The Tesla Model S has been chosen not just because of its techie cred, but also because Tesla has actually invested real resources in digital security. In fact, as we have previously covered Tesla hired “hacker princess” Kristen Paget away from Apple. Tesla has also pioneered an open vulnerability disclosure program, so anyone can report flaws in the car’s security. A first among automakers.
Still, Tesla isn’t too excited about the contest. Forbes reports that the Palo Alto based firm is neither involved with the contest nor very supportive. That is understandable, given that any success at the SyScan conference will make Tesla look bad, even if a Model S might in fact be significantly more challenging to hack than another product.
Even so, a successful hack is pretty likely. As Forbes has previously reported DARPA, the Defense Advanced Research Projects Agency, has already been researching inserting malicious code into cars; and the news isn’t good, because apparently it isn’t that hard.
Two researchers, Charlie Miller and Chris Valasek were able to remotely control cars from Ford and Toyota, activating the brakes and interfering with steering. Another reason to not love electric power steering.
With that in mind it is unlikely that the SyScan competition will produce good news about the Tesla’s security, but the competition itself might be the best news possible.
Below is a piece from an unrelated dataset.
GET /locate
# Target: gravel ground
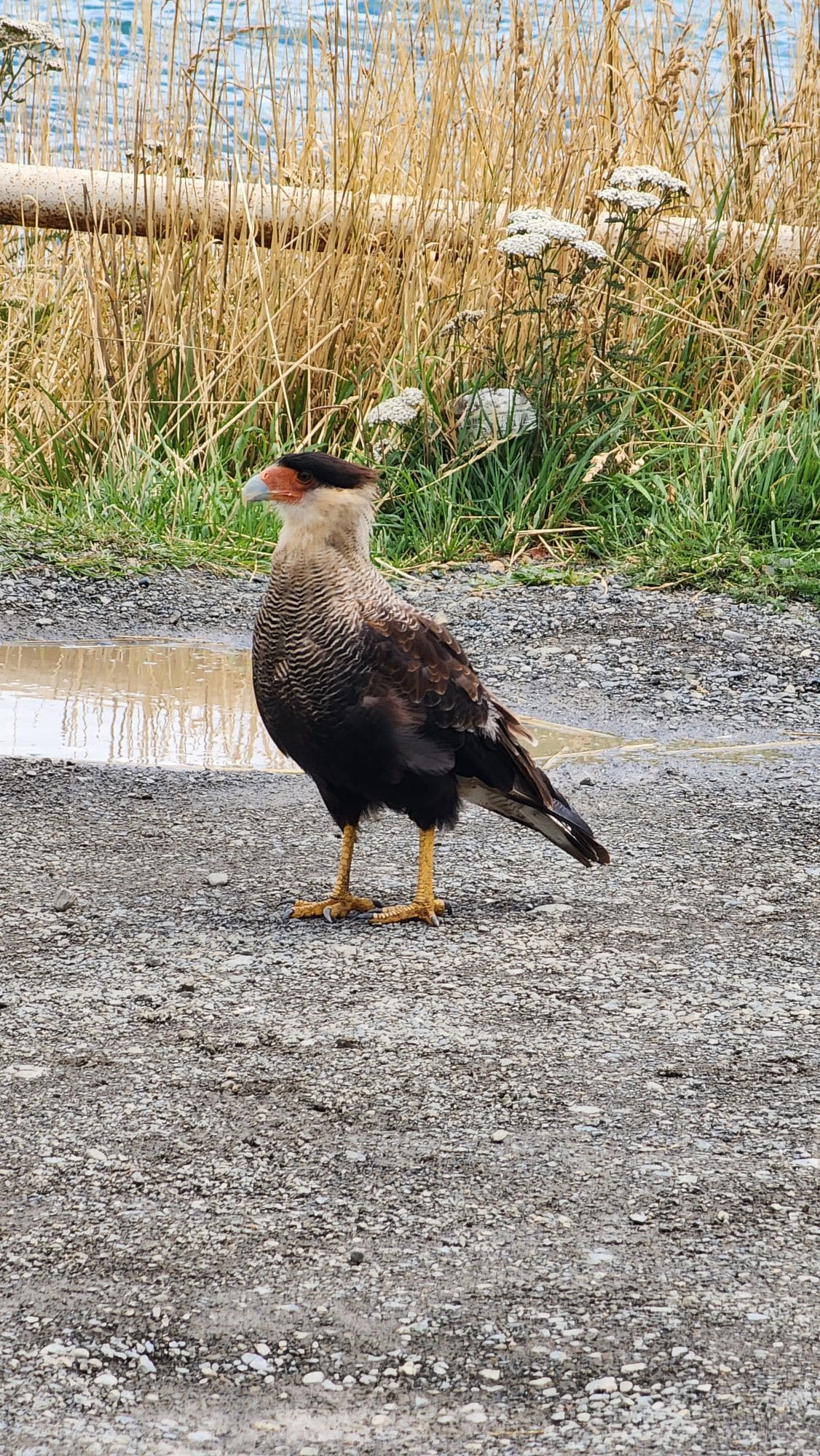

Digital cars aren’t going away, in fact with widespread sales of autonomous cars on the horizon cars are about to get much more dependent on computers, and potentially networking. With that in mind, digital security may end up being a major issue in the industry, and one automakers are loathe to discuss. With that in mind, any attention drawn to the issue, like that from the SyScan conference may end up being critical to ensure that cars in the digital age are safe and secure.